A number of weblogs have linked to Elliot Cohen’s Sunday Op-Ed in the Washington Post, “A Hawk Questions Himself.” Cohen defends the basic rationale for the war, but slams the administration for its poor implementation of the Iraq occupation. Key quotation:
But a pundit should not recommend a policy without adequate regard for the ability of those in charge to execute it, and here I stumbled. I could not imagine, for example, that the civilian and military high command would treat “Phase IV” — the post-combat period that has killed far more Americans than the “real” war — as of secondary importance to the planning of Gen. Tommy Franks’s blitzkrieg. I never dreamed that Ambassador Paul Bremer and Gen. Ricardo Sanchez, the two top civilian and military leaders early in the occupation of Iraq — brave, honorable and committed though they were — would be so unsuited for their tasks, and that they would serve their full length of duty nonetheless. I did not expect that we would begin the occupation with cockamamie schemes of creating an immobile Iraqi army to defend the country’s borders rather than maintain internal order, or that the under-planned, under-prepared and in some respects mis-manned Coalition Provisional Authority would seek to rebuild Iraq with big construction contracts awarded under federal acquisition regulations, rather than with small grants aimed at getting angry, bewildered young Iraqi men off the streets and into jobs.
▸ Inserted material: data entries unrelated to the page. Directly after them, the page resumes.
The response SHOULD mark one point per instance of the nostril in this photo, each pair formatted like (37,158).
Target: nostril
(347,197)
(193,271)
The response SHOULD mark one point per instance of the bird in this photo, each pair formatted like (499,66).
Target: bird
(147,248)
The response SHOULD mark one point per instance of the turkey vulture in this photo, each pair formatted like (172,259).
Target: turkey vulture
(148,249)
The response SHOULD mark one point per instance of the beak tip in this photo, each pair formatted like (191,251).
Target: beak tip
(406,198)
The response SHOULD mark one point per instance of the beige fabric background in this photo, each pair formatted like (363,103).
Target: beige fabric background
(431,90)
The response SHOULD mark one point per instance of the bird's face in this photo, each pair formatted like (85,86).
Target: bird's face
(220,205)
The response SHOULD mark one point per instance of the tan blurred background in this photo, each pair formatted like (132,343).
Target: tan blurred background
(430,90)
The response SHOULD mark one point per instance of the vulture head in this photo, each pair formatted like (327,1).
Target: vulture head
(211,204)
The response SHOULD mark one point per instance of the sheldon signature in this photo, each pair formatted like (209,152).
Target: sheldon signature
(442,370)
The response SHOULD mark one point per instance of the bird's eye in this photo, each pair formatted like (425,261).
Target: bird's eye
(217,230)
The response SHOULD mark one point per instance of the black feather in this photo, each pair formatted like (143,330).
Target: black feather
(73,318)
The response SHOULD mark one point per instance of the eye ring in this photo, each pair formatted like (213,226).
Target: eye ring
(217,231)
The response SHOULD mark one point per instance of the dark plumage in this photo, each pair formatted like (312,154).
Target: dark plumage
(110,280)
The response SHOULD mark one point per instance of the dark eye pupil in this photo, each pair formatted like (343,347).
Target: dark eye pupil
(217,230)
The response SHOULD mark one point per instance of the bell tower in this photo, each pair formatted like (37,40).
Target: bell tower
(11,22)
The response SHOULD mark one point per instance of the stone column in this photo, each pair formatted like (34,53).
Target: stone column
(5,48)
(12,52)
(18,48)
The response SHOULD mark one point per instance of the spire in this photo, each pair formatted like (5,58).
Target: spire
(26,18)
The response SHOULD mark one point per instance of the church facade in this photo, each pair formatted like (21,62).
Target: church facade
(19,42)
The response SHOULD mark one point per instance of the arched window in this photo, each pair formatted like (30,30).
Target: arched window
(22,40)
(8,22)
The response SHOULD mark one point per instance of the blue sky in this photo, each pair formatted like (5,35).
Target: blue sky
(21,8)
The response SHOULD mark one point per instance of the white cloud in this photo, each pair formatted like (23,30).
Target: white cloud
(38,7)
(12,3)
I did not know, but I might have guessed.
If I had a dollar for every time I heard a sentiment like this around Washington, DC, I’d be able to buy myself this, this, this, and this. In other words, I wouldn’t be rich, but I’d have some nice new goodies.
The really impressive thing about Cohen’s editorial is his admission that he “might have guessed.” Usually, this kind of mea culpa is coupled with the equivalent of “I had no way of knowing.” Which just isn’t true. Democrats may have sounded tinny when they were complaining about the lack of preparation for the war in the summer of 2002, but they’ve been more than vindicated by events.
Nevertheless, I do wish Cohen hadn’t written this: “the Bush administration did itself a disservice by resting much of its case for war on Iraq’s actual possession of weapons of mass destruction.” The Bush administration did not, principally, do itself a disservice; it did the American people a disservice. By justifying the war on grounds that were, at best, not very compelling (Hussein was not about to give nuclear weapons to terrorists to attack New York) and, at worst, dishonest, the administration undermined democratic decision-making; it may also have, in the long term, undermined popular support for staying the course in Iraq.
More importantly, however, the Bush administration undermined American credibility. Remember Powell’s presentation at the UN? Remember the reaction of the other members of the Security Council? The French were right that it was nonsense (scroll down to the February 5 box). From a foreign-policy perspective, that’s not the outcome the US really wants, now is it?